I'd love to work on my own material more. It's been quite a while since my last brand new LP (two and a half years). Every project has a different level of free reign, but I like to have some back and forth. So long as I feel like I'm getting my vision across, and the other party is happy, then I am happy. Having things rejected from time to time is an unavoidable part of making things for other people.
Game composers such as yourself are starting to come to the fore a bit more now, with great interest in the soundtracks outside of the games themselves. Where do you think they are heading? Is there a ‘dream project’ you’d like to land?
Music is taking an increasing role, for sure. You're beginning to see more variety in both the aesthetics of game music, but also in its implementation, and that's exciting. My dream project would be if someone hired me to write an original suite for orchestra, free of any aesthetic requirements (i.e. we need this to sound like Mario on a pirate ship).
OK, let’s talk Fez! How did you get that gig?
I played a show in Montreal in the fall of 2010, and there I met Renaud, the programmer on Fez. I suggested I write all the music for the game, and that's how it started.

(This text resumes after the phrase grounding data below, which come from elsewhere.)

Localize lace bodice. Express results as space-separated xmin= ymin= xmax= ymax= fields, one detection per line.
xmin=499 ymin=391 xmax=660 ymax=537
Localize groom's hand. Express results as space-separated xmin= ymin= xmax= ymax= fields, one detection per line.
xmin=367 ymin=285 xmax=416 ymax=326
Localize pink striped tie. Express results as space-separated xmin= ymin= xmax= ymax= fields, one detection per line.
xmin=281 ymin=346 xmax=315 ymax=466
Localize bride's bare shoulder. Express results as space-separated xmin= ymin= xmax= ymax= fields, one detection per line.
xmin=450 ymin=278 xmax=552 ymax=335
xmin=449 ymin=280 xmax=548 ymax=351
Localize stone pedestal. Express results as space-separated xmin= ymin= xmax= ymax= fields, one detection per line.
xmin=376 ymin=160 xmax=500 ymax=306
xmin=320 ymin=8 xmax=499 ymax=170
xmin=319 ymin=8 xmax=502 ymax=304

Tell us about the new FZ remix albums. Was it your idea or did people approach you with their reworkings?
I think someone else had the idea, but I can't remember who. People started approaching me with remixes after some word got out that there was a remix album in the works. I only asked a handful of people, but got some really great remixes from people I didn't ask or know, and they ended up making it into the project because of their quality level. I initially intended to do a single remix album, but due to the number of remixes I split it into two parts.
You’ve used a number of analogue-style effects like tape delay and flutter to give the whole Fez soundtrack a very organic, dreamlike feel despite the 8-bit sound palette. Was this intentional from the outset?
Some people may not know the soundtrack evolves as you play as some of it is influenced by progress in the game and random events. How hard is this to balance?
Not too hard, because there isn't that much in the game musically that is influenced by progress. Most of the music in the game is influenced by the state of the level instead. For instance, how high you are in the air, or whether it's daytime or nighttime, etc. The only progress-related change I can think of is actually "Reflection", which plays when you first leave your village, but will never play again.
Fez has a distinct chilled electronic style, but you've also done rockin' bluesy sounds for Shoot Many Robots, and a sparkly piano and bell-laden score for Drawn To Life. Do you have a preferred genre to work in?
Nope! I like to try different things. I will say that recording makes things harder.
You’ve strayed into game design with your lovely generative music player January. Is this something you’ll be doing more of?
I hope so! I have some other ideas in the works.
Do you have any favourite soundtracks by other composers?
Machinarium by Tomas Dvorak, Chrono Cross and Chrono Trigger by Yasunori Mitsuda, Jet Set Radio Future, and Katamari Damacy, to name a few.
Do you, or would you ever consider playing your music live?
I've been playing a handful of live shows every year since 2007. Last year I played at PAX East, Indiecade, XOXO Fest, and did a mini tour through Mexico.
Any tips for aspiring composers?
Don't aspire, write!
Anything you're working on right now you can tell us about?
I'm working on a couple of games, and some moving picture type things. I'm pretty excited about them, hopefully you will be too!
Finally, how much of Fez have you completed?
All of it. Except for the soundtrack puzzle.
So endeth the interview! Thanks to Rich for answering our probing questions!